The assistant now supports multi-turn memory, allowing it to recall previous user inputs and its own responses. As shown in the video, this enables natural back-and-forth conversations, such as confirming account details or resolving support requests.

No cloud services are used, ensuring full control, privacy, and low-latency performance.

Full voice-to-AI conversation flow

The following diagram summarizes the complete architecture you’ve now assembled: from microphone input to AI-generated replies, entirely local, modular, and production-ready.

    

        
        
USB Microphone (16kHz mono)
        ↓
PyAudio (32ms frames via stream.read)
        ↓
WebRTC VAD (speech/silence detection)
        ↓
Audio Buffer (deque of active frames)
        ↓
Smart Turn Detection
  ├── silence_limit: wait for pause
  └── min_speech: skip too-short segments
        ↓
WhisperModel ("medium.en" via faster-whisper)
        ↓
Transcribed User Text (timestamped)
        ↓
System Prompt + Conversation History
        ↓
vLLM API (such as mistral-7b or llama3-70b GPU inference)
        ↓
AI Response
        ↓
Print Response or (optional: TTS reply)

    

This hybrid architecture is production-ready, modular, and offline-capable.

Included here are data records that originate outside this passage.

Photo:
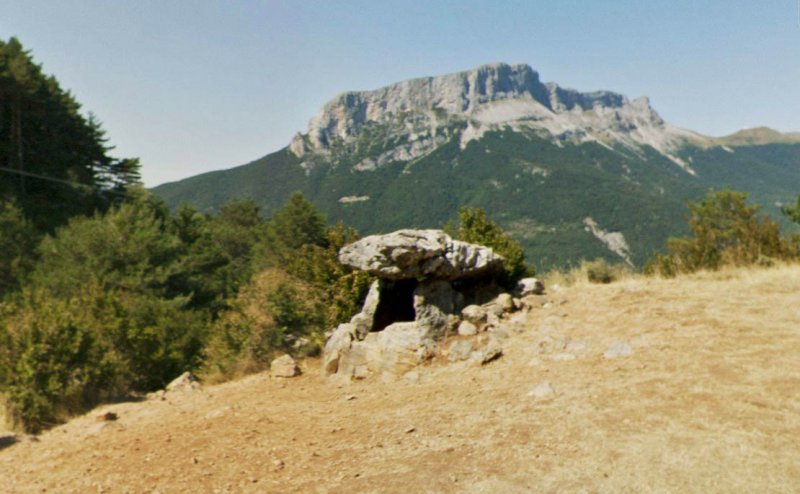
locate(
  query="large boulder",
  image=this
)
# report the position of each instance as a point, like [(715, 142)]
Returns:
[(434, 303), (406, 254)]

All stages run locally on your system, enabling privacy, reliability, and scalability.

Future work: Taking the assistant further

With a fully functional offline voice chatbot running on DGX Spark, you now have a strong foundation for many advanced features. Here are some next-step enhancements you might consider:

  • Knowledge-Augmented Generation (RAG)

Integrate local document search or FAQ databases with embedding-based retrieval to answer company-specific or domain-specific queries. See the Learning Path Deploying RAG on DGX Spark for the same hardware.

  • Multi-language Support

Swap in multilingual STT models and LLMs to enable assistants for global users or cross-language customer service.

  • Text-to-Speech (TTS) Output

Add a local TTS engine such as Coqui, piper, or NVIDIA Riva to vocalize the assistant’s replies, turning it into a true conversational agent.

  • Personalization and Context Memory

Extend short-term memory into long-term context retention using file-based or vector-based storage. This lets the assistant remember preferences or past sessions.

This on-device architecture enables experimentation and extension without vendor lock-in or privacy concerns, making it ideal for enterprise, educational, and embedded use cases.